According to the American Cancer Society, 80% of mesothelioma cases are due to known exposure to asbestos. Studies have shown that radiation treatment for other types of cancer or certain genetic markers may increase the risk of developing mesothelioma. However, asbestos is still the only proven cause of the disease. The main risk factor for pleural mesothelioma is exposure to asbestos.
In fact, most cases of pleural mesothelioma have been associated with high levels of exposure to asbestos, usually in the workplace. Mesothelioma is quite rare in the United States. Every year, about 3,000 new cases are diagnosed. It can be difficult to tell the difference between mesothelioma and other types of cancer.
You may need a physical exam and other tests, such as imaging tests (a chest x-ray or CT scan) or a biopsy (removal of a small piece of tissue for viewing under a microscope). We know that asbestos causes most cases of pleural mesothelioma. This starts in the two sheets of tissue that cover the lungs called the pleura. Being exposed to large amounts of asbestos for a long period of time increases the risk of developing mesothelioma.

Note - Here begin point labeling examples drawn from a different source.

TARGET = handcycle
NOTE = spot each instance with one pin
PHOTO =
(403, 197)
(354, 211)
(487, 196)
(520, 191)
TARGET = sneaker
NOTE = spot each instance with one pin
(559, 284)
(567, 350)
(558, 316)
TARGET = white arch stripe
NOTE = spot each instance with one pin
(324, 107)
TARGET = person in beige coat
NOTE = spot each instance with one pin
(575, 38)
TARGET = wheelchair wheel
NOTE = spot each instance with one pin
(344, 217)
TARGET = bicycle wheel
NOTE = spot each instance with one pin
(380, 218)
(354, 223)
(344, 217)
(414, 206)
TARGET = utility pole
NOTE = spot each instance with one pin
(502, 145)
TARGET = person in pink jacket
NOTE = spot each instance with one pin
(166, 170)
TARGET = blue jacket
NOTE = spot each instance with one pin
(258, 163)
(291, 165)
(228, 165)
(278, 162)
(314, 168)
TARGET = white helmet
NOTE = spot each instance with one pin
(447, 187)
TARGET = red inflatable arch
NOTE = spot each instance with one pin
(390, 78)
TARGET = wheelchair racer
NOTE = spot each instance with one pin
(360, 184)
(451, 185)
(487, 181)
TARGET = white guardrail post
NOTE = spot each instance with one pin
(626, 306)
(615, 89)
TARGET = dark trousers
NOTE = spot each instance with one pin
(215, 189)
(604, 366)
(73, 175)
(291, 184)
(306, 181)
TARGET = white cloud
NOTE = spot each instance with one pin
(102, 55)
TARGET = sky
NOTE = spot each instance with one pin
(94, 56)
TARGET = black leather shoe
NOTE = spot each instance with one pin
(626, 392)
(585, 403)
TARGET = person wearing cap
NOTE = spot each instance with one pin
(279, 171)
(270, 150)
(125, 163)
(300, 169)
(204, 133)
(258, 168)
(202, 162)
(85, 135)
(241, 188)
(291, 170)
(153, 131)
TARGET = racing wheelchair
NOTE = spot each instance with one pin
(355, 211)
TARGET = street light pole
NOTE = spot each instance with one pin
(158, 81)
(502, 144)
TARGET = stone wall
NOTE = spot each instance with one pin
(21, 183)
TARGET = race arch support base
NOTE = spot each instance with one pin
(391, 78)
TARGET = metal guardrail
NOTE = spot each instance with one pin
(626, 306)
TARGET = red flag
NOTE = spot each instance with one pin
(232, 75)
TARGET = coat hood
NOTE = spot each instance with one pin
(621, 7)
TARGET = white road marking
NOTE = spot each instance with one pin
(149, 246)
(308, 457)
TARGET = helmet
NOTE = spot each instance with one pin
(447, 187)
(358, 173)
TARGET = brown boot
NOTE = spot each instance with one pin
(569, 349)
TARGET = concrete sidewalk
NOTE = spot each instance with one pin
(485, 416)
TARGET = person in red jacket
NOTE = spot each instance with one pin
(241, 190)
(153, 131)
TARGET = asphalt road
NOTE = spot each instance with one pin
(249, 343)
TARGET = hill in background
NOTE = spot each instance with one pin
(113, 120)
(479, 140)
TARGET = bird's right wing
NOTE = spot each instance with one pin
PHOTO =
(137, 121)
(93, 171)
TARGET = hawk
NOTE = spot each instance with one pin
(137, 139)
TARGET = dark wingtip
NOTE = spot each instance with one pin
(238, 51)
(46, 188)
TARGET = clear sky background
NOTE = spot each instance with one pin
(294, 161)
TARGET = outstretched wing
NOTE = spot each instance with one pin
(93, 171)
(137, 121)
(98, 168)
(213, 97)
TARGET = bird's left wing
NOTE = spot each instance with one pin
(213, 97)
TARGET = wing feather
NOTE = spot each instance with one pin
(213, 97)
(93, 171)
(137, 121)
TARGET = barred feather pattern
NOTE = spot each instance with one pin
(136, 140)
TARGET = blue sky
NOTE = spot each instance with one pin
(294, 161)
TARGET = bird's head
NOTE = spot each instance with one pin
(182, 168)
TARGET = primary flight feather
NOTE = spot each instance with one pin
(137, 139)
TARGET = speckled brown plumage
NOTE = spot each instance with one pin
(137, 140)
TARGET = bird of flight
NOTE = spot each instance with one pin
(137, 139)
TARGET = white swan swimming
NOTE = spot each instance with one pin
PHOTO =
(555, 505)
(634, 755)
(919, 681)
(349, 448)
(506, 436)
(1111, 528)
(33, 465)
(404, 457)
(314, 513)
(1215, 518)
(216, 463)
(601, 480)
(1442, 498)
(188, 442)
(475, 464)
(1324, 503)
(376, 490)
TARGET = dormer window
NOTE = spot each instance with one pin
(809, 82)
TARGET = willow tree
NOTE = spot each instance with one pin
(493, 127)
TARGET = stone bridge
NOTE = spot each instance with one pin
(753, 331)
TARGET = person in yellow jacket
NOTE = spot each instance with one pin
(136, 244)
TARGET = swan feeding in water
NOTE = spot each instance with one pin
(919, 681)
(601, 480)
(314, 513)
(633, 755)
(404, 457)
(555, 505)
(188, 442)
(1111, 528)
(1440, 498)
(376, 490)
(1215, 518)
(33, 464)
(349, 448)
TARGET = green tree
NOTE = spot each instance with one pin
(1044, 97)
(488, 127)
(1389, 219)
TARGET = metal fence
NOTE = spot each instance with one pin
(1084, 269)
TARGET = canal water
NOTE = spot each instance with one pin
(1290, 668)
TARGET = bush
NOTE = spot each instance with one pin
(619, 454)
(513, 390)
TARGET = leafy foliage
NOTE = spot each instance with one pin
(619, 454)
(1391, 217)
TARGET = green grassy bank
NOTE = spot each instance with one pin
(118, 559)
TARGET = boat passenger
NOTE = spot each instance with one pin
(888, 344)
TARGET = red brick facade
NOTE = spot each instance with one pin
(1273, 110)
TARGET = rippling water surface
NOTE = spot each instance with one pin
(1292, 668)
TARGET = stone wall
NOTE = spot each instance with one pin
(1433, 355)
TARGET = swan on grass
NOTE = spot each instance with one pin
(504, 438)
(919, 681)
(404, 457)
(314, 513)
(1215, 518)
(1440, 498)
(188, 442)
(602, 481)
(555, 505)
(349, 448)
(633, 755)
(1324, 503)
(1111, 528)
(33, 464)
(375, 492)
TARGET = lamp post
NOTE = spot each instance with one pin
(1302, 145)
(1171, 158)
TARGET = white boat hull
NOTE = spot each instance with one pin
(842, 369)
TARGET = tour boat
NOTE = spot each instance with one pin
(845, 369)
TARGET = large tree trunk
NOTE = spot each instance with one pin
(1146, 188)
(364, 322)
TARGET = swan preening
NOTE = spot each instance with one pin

Many people with mesothelioma in the abdomen (peritoneal mesothelioma) have also been exposed to asbestos. The link between mesothelioma and asbestos was found in the 1960s. This is due to the intensive use of asbestos in industry from the end of the Second World War until the mid-1970s. However, some people with mesothelioma say they have no history of exposure to asbestos.
There are 3 main types of asbestos: blue, brown and white. Blue and brown asbestos is closely related to mesothelioma. It is now also thought that white asbestos is harmful. Asbestos is made up of tiny fibers.
You can breathe these fibers when it comes into contact with asbestos. There is some evidence that families of people exposed to asbestos are at increased risk of developing mesothelioma. This is because you can wear asbestos fibers home in your clothes. Smoking also increases the risk of cancer in people who have been exposed to asbestos.
Mesothelioma may not develop until 15 to 60 years after you've been exposed to asbestos. That is why we have seen an increase in cases in recent years. If you work as a painter, you could be at greater risk of developing mesothelioma. This is because until the 1990s some paintings contained asbestos.
You may also have been exposed to asbestos in the workplace. In Turkey, an asbestos-like mineral called erionite has been shown to increase the risk of mesothelioma. But this has not been found anywhere else.